Winning post.
A Demon’s Kiss
I’m sure most people born on Halloween absolutely love it. Free candy, cake and presents, what’s not to love? However, when it comes to Lee Anderson, it’s a dreaded time of year.
For the first 6 years of his young life, Lee was around horses all the time. One of the perks of growing up in a racing family. His parents, John and Katrina Anderson, were very well known for their top of the line Paint stable. He spent his time watching them train champion after champion, year after year, and he loved it. He dreamed of one day being a champion rider, celebrating victories with Mom and Dad by his side. It was a great life…until the day of his 6th birthday.
Before we get to the events of that day, we need to go back a little bit. It was the day of the Rebecca Rose Hepburn “Everybody has a price” lease auction. John and Katrina had their eye on Red As Blood. The result of the lease was a black foal with one distinct feature, the mark of a rose. It was at that moment that you could tell something wasn’t right. The still very young Red As Blood died while foaling, the strange part was that her eyes were completely white. All of the color was gone. The other horses were uneasy around the new foal, the workers complained about strange happenings going on near or in his stall. Lee’s parents just brushed it off as coincidence.
One year later, on Lee’s 7th birthday, tragedy struck again. With his father setting up for his birthday party, his mother, Katrina, was out talking with a worker about how the black rose-marked yearling named Kiss From a Rose was doing. The worker went to grab some notes that he had been taking and when he returned, he found Katrina lying face down on the ground with a pitchfork in the side of her neck. He knelt down to check for a pulse and when he looked at her face, he noticed her eyes were completely white. Lee’s father told him that there had been an accident in the barn and his mother had died.

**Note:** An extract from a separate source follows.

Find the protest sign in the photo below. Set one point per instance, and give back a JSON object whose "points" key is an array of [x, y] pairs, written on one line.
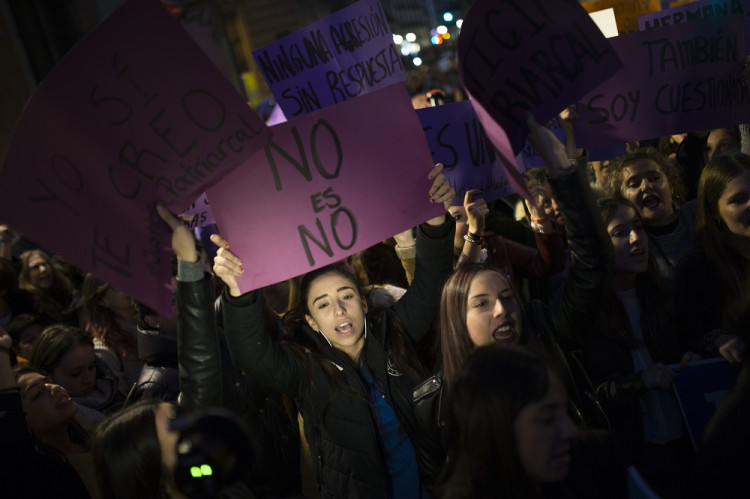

After a year of dealing with his mother’s death, Lee was still not himself. As his 8th birthday marked the anniversary of mother’s passing, he told his dad that he didn’t want to celebrate his birthday this year. He came up with a plan to cheer his son up and told him that he would be right back, he just had to talk to one of the workers. On his way out, he saw two guys on the roof of the barn, fixing a leak. Mr. Anderson went to the stables to check on some complaints from the workers about Kiss From a Rose. By that time he was 2 years-old and had the fastest workout times that Mr. Anderson had ever seen, but the staff was still reporting odd happenings. A loud bang startled everyone and a stable hand ran out to find that one of the workers fell off the roof of the barn. His eyes were completely white. John stayed behind when he noticed something tucked away in the corner of a stall. It was his wife’s scarf, and it seem to have appeared from out of nowhere. When the worker rushed back into the barn to let Mr. Anderson know what had happened, he found John hanging from the rafters with his wife’s scarf around his neck. Just as with all of the other’s, his eyes were completely white.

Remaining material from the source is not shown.